Britain's exit from the bloc will mean the loss of the country's 73 seats in the parliament.
Of those, 46 will be kept in reserve and go to new EU member states when they join the bloc, or to keep the institution smaller.
A number of Balkan countries, such as Serbia, Kosovo, Macedonia, Montenegro and Albania, may be ready to take up membership by 2025.

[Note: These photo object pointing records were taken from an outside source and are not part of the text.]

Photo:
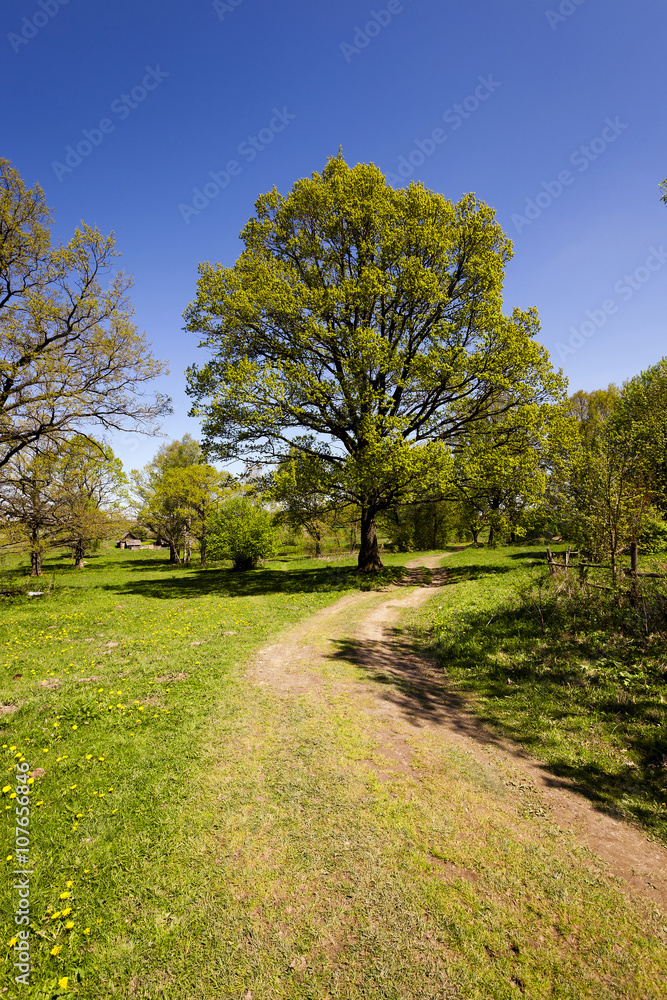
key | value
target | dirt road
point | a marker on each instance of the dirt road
(409, 705)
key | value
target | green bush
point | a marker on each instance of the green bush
(243, 532)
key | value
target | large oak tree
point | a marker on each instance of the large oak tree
(363, 325)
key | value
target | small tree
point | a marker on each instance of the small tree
(70, 355)
(31, 503)
(296, 486)
(243, 532)
(178, 491)
(91, 488)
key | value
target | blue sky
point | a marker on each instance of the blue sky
(552, 112)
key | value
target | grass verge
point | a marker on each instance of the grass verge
(574, 681)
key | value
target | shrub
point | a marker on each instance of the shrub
(243, 532)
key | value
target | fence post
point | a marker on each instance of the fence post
(550, 560)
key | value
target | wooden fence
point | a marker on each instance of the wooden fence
(584, 567)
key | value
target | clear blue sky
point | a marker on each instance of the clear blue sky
(543, 89)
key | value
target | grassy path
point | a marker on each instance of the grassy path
(360, 854)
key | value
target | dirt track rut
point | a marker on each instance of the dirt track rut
(414, 697)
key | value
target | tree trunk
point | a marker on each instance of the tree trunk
(35, 555)
(35, 563)
(369, 556)
(79, 552)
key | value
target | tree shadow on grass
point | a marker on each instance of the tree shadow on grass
(554, 685)
(253, 583)
(461, 574)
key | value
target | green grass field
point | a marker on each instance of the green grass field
(590, 700)
(194, 836)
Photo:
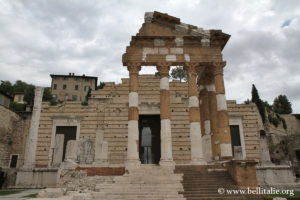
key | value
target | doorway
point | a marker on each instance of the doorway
(69, 133)
(149, 139)
(235, 137)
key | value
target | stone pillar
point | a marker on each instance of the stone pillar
(133, 116)
(32, 138)
(224, 137)
(194, 112)
(165, 115)
(206, 138)
(211, 93)
(58, 150)
(101, 154)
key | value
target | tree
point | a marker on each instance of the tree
(29, 94)
(259, 103)
(255, 97)
(101, 85)
(282, 105)
(247, 101)
(88, 95)
(6, 87)
(178, 73)
(47, 96)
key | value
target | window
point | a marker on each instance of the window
(86, 88)
(13, 161)
(74, 98)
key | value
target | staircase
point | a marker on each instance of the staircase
(203, 182)
(149, 182)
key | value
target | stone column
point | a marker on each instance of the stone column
(194, 111)
(207, 147)
(165, 115)
(211, 93)
(224, 137)
(133, 116)
(32, 138)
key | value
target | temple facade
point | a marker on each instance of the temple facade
(147, 128)
(188, 122)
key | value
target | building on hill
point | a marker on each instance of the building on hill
(72, 87)
(19, 97)
(5, 99)
(148, 128)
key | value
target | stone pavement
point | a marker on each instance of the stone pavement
(20, 195)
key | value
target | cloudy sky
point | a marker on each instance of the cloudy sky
(39, 37)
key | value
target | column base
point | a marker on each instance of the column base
(100, 163)
(198, 162)
(131, 164)
(166, 162)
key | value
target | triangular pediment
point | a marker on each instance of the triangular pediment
(160, 24)
(163, 38)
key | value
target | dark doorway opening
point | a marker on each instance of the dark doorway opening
(13, 161)
(69, 133)
(149, 139)
(235, 136)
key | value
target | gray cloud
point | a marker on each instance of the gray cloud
(42, 37)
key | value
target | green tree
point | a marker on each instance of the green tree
(247, 101)
(6, 87)
(178, 73)
(29, 94)
(47, 96)
(255, 97)
(101, 85)
(282, 105)
(88, 95)
(259, 103)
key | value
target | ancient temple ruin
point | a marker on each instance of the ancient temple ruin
(148, 126)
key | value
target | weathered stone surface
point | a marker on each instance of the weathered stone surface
(52, 193)
(86, 151)
(58, 150)
(30, 151)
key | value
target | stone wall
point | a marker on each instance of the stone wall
(14, 129)
(108, 111)
(252, 124)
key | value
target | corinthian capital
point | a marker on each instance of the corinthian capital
(190, 67)
(218, 67)
(133, 67)
(163, 68)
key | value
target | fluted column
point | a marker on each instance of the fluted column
(206, 136)
(224, 137)
(211, 93)
(194, 112)
(133, 116)
(165, 115)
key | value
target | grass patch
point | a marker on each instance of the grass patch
(8, 192)
(31, 196)
(287, 196)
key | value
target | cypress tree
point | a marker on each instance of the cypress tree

European Commission president Jean-Claude Juncker said on Tuesday 2025 was an "indicative date" and a "perspective to motivate countries to continue reforms"
The remaining 27 UK seats will be shared out among 14 under-represented states, the parliament said.
Luxembourg's representation of six MEPs will be unchanged.
The biggest gainers will be France and Spain, each getting five extra parliamentarians.
"In times when democracy as a system is called into question, it is our duty to re-ignite citizens' passion for democracy," said Polish MEP Danuta Hübner, a co-presenter of the proposals.
"I hope we can take a step in the right direction by approving a distribution of the European Parliament's seats that is fair, follows objective principles and respects the EU's treaty," she said.
The legislation will next go the European Council of EU heads of state or government for a unanimous decision and then sent back to the parliament for a final yes/no vote.
The parliament's composition is to be debated by EU leaders at a summit in February.